Siyasetin ve siyasi partilerin temsili demokrasiyi gerçekleştirmede başarısız olması;  toplumsal hayatımızda görülen memnuniyetsiz durumlara neden olmakta ve bunun toplumsal faturaları gün geçtikçe ağırlaşmaktadır.

Demokrasilerin emniyet sibobu olan Kesim  “HALKIN” kendisidir. Bu görevi tekil parçacı ve atomize bireyler olarak yerine getirmesi de mümkün görünmemektedir.

Ne asker, Ne polis, Ne Parti devletleri ile Ne de Yargı devleti ve vesayetçileri ile bu misyon yerine getirilemiyor. Getirilemez de.

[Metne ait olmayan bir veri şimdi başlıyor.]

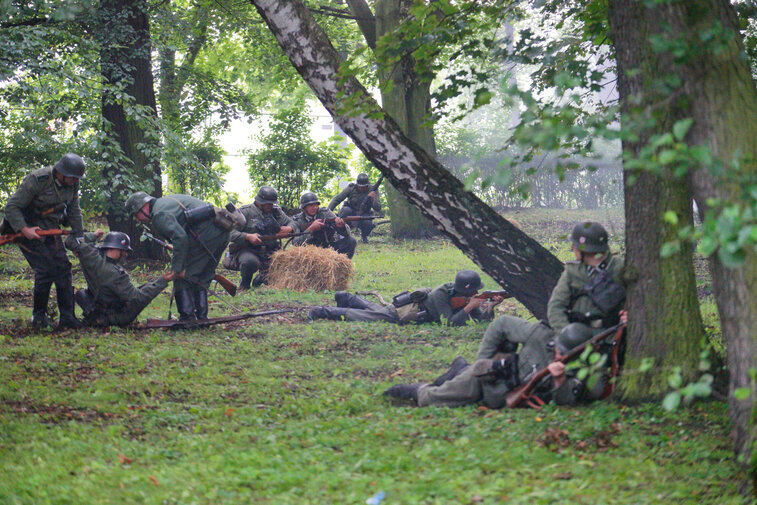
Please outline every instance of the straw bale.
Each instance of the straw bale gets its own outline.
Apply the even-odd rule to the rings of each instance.
[[[352,261],[333,249],[306,245],[276,251],[268,270],[268,285],[292,291],[346,290],[354,275]]]

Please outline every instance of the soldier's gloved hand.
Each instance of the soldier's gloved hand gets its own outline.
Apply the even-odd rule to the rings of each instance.
[[[323,228],[323,226],[324,226],[323,219],[316,219],[315,221],[311,223],[310,226],[308,226],[307,231],[309,232],[318,231],[321,228]]]
[[[282,226],[279,232],[276,234],[277,237],[285,237],[292,233],[294,230],[291,226]]]
[[[260,240],[260,234],[258,233],[248,233],[244,236],[244,239],[252,245],[260,245],[263,243],[263,241]]]
[[[42,240],[42,237],[37,235],[37,230],[39,230],[39,226],[24,226],[21,228],[21,233],[29,240]]]

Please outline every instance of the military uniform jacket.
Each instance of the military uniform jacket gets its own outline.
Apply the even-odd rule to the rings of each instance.
[[[17,232],[25,226],[50,230],[67,224],[74,232],[80,233],[84,224],[79,208],[79,183],[71,187],[59,183],[52,167],[35,170],[24,177],[8,199],[5,216]]]
[[[294,222],[296,223],[295,231],[305,231],[308,229],[308,227],[315,221],[316,219],[334,219],[336,218],[336,214],[334,214],[329,209],[324,209],[323,207],[318,208],[318,212],[315,213],[314,216],[308,216],[305,214],[305,212],[300,212],[296,216],[294,216]],[[292,243],[294,245],[305,245],[305,244],[313,244],[319,247],[328,247],[329,244],[333,244],[337,240],[340,240],[343,237],[349,237],[350,236],[350,227],[347,225],[347,223],[344,224],[343,227],[337,227],[334,222],[331,224],[325,225],[323,228],[318,230],[315,233],[308,234],[308,235],[300,235],[299,237],[295,237],[292,240]]]
[[[370,188],[369,188],[370,189]],[[347,200],[347,204],[354,212],[360,212],[363,208],[363,202],[368,198],[370,191],[358,191],[357,184],[351,182],[341,193],[336,195],[329,202],[329,210],[334,210],[344,200]],[[371,208],[375,211],[381,210],[381,199],[379,198],[378,190],[376,190],[376,198],[373,199]]]
[[[426,321],[439,323],[444,318],[447,326],[463,326],[469,319],[489,320],[492,318],[490,313],[479,309],[471,311],[470,314],[466,314],[462,307],[453,309],[450,300],[456,295],[454,286],[454,283],[448,282],[431,290],[422,304],[427,312]]]
[[[69,235],[66,247],[78,256],[87,287],[99,311],[146,305],[168,286],[168,282],[159,277],[139,288],[134,287],[126,270],[89,242],[94,242],[94,235],[86,234],[82,241]]]
[[[242,213],[244,216],[244,219],[246,221],[244,227],[241,230],[231,230],[230,235],[230,242],[231,246],[229,247],[229,252],[232,254],[238,253],[243,248],[250,248],[253,251],[254,250],[260,250],[264,248],[273,248],[275,249],[278,247],[278,242],[274,242],[272,244],[261,244],[261,245],[252,245],[245,239],[245,236],[248,233],[259,233],[257,229],[257,224],[262,222],[265,218],[265,213],[263,212],[263,209],[259,208],[254,203],[250,205],[245,205],[244,207],[241,207],[239,209],[239,212]],[[291,226],[293,230],[297,230],[297,223],[294,222],[294,220],[287,216],[283,210],[281,210],[281,207],[278,205],[273,206],[273,210],[271,210],[271,216],[273,219],[276,220],[277,223],[279,223],[280,226]]]
[[[167,238],[173,244],[171,257],[171,270],[182,272],[186,269],[187,254],[189,250],[190,236],[184,210],[204,207],[207,203],[189,195],[169,195],[153,200],[150,208],[152,229],[156,233]],[[225,232],[222,232],[209,219],[194,225],[194,232],[200,242],[203,242],[211,251],[215,249],[216,242],[225,241]],[[205,249],[192,251],[192,254],[207,254]]]
[[[608,254],[604,261],[612,278],[622,286],[623,258]],[[602,313],[584,290],[584,286],[594,274],[595,269],[590,269],[581,261],[569,261],[565,264],[565,270],[557,281],[555,289],[552,290],[552,296],[547,304],[547,317],[555,332],[559,333],[560,330],[573,322],[568,318],[567,312],[569,311],[584,314],[587,312],[591,314]]]

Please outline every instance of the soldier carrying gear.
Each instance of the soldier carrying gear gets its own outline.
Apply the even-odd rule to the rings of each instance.
[[[102,245],[92,244],[102,231],[84,237],[69,236],[66,247],[79,258],[87,281],[87,289],[74,295],[89,326],[126,326],[134,321],[147,305],[165,289],[175,273],[169,272],[152,282],[134,287],[129,274],[119,265],[131,251],[131,239],[126,233],[112,231],[105,235]]]
[[[208,318],[208,288],[229,243],[228,228],[211,219],[214,212],[188,222],[188,215],[208,205],[189,195],[153,198],[142,191],[126,200],[129,214],[139,222],[151,221],[153,231],[173,244],[171,272],[176,274],[174,296],[182,321]]]
[[[593,335],[591,328],[580,323],[566,326],[557,337],[546,332],[534,334],[523,342],[517,354],[496,359],[479,358],[473,365],[458,357],[450,370],[436,381],[398,384],[384,391],[384,395],[412,400],[421,407],[457,407],[481,402],[489,408],[499,409],[506,405],[508,392],[546,367],[549,375],[534,391],[542,402],[575,405],[599,400],[605,396],[606,368],[599,372],[597,380],[579,379],[576,369],[566,370],[565,363],[559,361]]]
[[[26,261],[34,270],[32,324],[50,326],[47,300],[55,284],[61,328],[78,328],[74,316],[71,262],[60,236],[41,237],[37,230],[70,226],[74,235],[84,230],[79,208],[79,181],[84,178],[84,160],[76,154],[64,155],[54,166],[27,175],[5,206],[5,227],[20,232],[18,241]]]
[[[456,286],[461,287],[464,292],[458,291]],[[455,282],[442,284],[433,290],[421,289],[412,293],[400,293],[394,297],[393,305],[387,307],[346,291],[337,291],[334,294],[336,307],[314,307],[308,312],[308,317],[335,321],[386,321],[394,324],[439,324],[443,321],[447,326],[463,326],[469,320],[490,321],[494,307],[502,302],[502,297],[494,297],[491,302],[481,298],[470,298],[465,305],[452,307],[453,298],[471,296],[481,286],[481,278],[476,272],[461,270],[455,276]]]
[[[320,208],[318,196],[310,191],[300,197],[302,212],[294,216],[297,231],[307,231],[308,235],[300,235],[292,241],[294,245],[314,245],[331,247],[338,253],[352,258],[355,254],[357,241],[350,235],[350,228],[341,217],[337,217],[328,208]],[[327,223],[326,220],[330,222]]]
[[[267,282],[268,267],[273,252],[280,248],[278,240],[263,242],[261,236],[286,236],[296,227],[295,222],[276,205],[278,193],[271,186],[262,186],[255,195],[255,203],[239,209],[245,220],[243,226],[231,231],[231,244],[224,256],[223,266],[242,274],[240,291]],[[255,272],[259,272],[252,280]]]
[[[371,209],[378,212],[381,210],[381,199],[376,191],[368,191],[370,182],[367,174],[360,174],[354,183],[350,183],[341,193],[336,195],[329,202],[329,210],[333,211],[343,201],[347,200],[339,210],[339,217],[359,216],[363,209],[366,198],[372,199]],[[359,221],[357,224],[360,229],[360,235],[363,242],[368,242],[368,235],[371,234],[374,226],[370,220]]]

Meselenin özü de bu.

Halkın Müdafa-i Milli(ilik) cemiyetleri olarak örgütlenmesi Halkçılık ilkesinin de bir öngörüsüdür.

Halklarcılık değil Halkçılık ve Millicilik ekseninde sivil toplumsal örgütlenmelerin siyaseti beslemesi demokratik döngüde sürekliliğe de neden olacağı için siyasi krizleri ve tıkanıkları da açmada dikey de değil yatayda örgütlenen bir model önerisi üzerinde durulmalıdır.

“Dernekler”  ve “meslek örgütlenmelerinin”  başına gelen ve siyasetin araka bahçeleri olması kötü örneğinden de yola çıkarak bu yapıların siyaset ve siyaset baskısından uzak olarak formüle edilmesi gerekmektedir.

Çağcıl demokrasi mevzileri olarak oluşturulacak bu toplumsal üniteler ve siyasetçi yetiştirmenin de bir rezerv alt yapı kuruluşları olabilirler.

Böylelikle taban tavanı besler.

Pragmatik ve oportünist siyaset yerini kolektif dayanışmaya bırakır.

Demokrasimiz gelişir ve renklenir.

Bölücü, etnik ve rant siyaseti yerini içselleştirilmiş Milli siyasete ve topyekun proaktif çözüm yollarına bırakır.

Kurtarıcı ve koruyucu bir melek aramaya gerek yok

Biz bize yeteriz.

Alternatifin var mı diyenlere Alternatif bir önerimiz olsun.